Life is a fluid thing, and how we are influenced and what we believe as we go through life changes along the way. I used to not like olives, I used to think the military was quite sexy, I used to only wear black, I used to be pretty intolerant of religion. What interests me is not change, but a global shift of consciousness – which is what I think this Obama fellow is all about.

Change is inevitable. It is The Shift which is remarkable. So be part of it.


Carl said...

I think you've captured the gist of things quite nicely here. It isn't the change that is important, it's the overall shift of awareness that we can make a better society.

History may prove Obama to be just another politician,but the fact that Americans have shifted their perception to such an degree they have elected an African-American to the presidency is remarkable.

I was brought up in South Africa, during the Apartheid days, and it was easy to put your head in the sand and say it will never happen here, but when you look for the subtle shifts, everything becomes quite clear.

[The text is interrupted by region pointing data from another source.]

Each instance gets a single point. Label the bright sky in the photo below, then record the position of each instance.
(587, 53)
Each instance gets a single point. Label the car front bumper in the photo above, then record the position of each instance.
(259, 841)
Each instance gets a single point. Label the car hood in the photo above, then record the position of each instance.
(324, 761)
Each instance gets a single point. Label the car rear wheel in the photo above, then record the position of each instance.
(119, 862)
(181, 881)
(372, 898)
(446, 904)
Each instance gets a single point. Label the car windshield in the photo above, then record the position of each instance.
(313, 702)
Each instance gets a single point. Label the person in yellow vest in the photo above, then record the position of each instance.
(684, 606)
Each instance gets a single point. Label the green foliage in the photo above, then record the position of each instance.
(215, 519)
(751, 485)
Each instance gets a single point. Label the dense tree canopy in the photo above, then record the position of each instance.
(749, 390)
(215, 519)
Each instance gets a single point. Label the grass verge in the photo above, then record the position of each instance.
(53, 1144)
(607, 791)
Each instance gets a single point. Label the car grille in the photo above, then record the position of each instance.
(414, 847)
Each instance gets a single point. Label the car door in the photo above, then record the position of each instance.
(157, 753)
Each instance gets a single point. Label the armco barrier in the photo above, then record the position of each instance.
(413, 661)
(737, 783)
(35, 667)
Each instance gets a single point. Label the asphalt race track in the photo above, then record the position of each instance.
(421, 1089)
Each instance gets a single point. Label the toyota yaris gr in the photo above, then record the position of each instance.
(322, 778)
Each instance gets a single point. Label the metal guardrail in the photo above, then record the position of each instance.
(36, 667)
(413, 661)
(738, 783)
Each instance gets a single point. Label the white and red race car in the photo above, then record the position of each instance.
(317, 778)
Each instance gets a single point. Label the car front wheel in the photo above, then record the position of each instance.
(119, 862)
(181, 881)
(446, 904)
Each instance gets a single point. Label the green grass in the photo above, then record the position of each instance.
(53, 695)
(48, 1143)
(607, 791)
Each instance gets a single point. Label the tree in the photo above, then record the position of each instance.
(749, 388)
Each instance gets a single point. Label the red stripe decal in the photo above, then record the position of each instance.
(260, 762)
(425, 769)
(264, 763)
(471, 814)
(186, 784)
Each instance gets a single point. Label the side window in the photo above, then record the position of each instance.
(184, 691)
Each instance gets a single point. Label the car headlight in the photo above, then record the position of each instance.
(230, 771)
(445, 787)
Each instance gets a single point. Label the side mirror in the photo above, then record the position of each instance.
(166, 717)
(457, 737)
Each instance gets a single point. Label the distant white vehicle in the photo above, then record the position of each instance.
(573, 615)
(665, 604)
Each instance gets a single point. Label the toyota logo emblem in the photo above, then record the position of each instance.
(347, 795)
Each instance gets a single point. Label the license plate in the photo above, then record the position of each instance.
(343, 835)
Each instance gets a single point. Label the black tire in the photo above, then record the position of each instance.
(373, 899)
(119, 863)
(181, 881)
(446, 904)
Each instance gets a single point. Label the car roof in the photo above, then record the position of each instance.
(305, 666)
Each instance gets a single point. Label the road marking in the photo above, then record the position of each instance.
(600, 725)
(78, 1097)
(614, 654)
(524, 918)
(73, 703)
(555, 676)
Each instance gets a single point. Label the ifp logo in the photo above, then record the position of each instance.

I still worry a lot about the future of the US, especially when people like Palin become heroes to some of the masses, or when they vote for amendments like proposition 8, but maybe we can hope the shifts will also change that.

Caroline Jaine said...

Thanks Carl - as eloquent as ever. See I have listed you as a favourite. It's been a while - I have been busy!

Dougist said...

I think that there will certainly be a change in tone because of the election, and it has global ramifications.

I wrote about the idea of The End of Cynicism

Similar to you thoughts here thoughts here, mine are a bit more from the perspective of a "thunderclap" that I think is rocking the halls of the "institutions of voice" right now and it's impact.


Mark said...

Obama's election definitely represents a change of generations and a shift in the electoral landscape of the US, but there is still the usual assortment of real world problems to deal with, and the available tools and political choices are going to disappoint those looking for a complete departure from the past. Hard-nosed diplomacy, military force, and unjust economic relationships are not going to disappear. But the tone will change. We will have a president who has lived in other parts of the world, and one who seems to understand the reality of soft power as well as the role of pubic diplomacy, and one who has a sense of economic injustice, even as he has good political sense vis-à-vis what is possible.

Ruinous Right said...

Wonderful post Caroline. It's an exciting time.

Monkey Suit said...

If you live in the US you know that this doesn't mark the beginning of change nor is it the change Obama is talking about. Obama is speaking of political change and not racial change. The US has been a very diverse country for many years now and racial hatred and discrimination have lessened with everyday. It is interesting to see how other countries see us but we are not as separate as maybe portrayed. With that said Obama becoming the President is a very significant event.

caroline said...

@monkey. nothing is separate - leaast of all the states, but perception is as relevant as reality.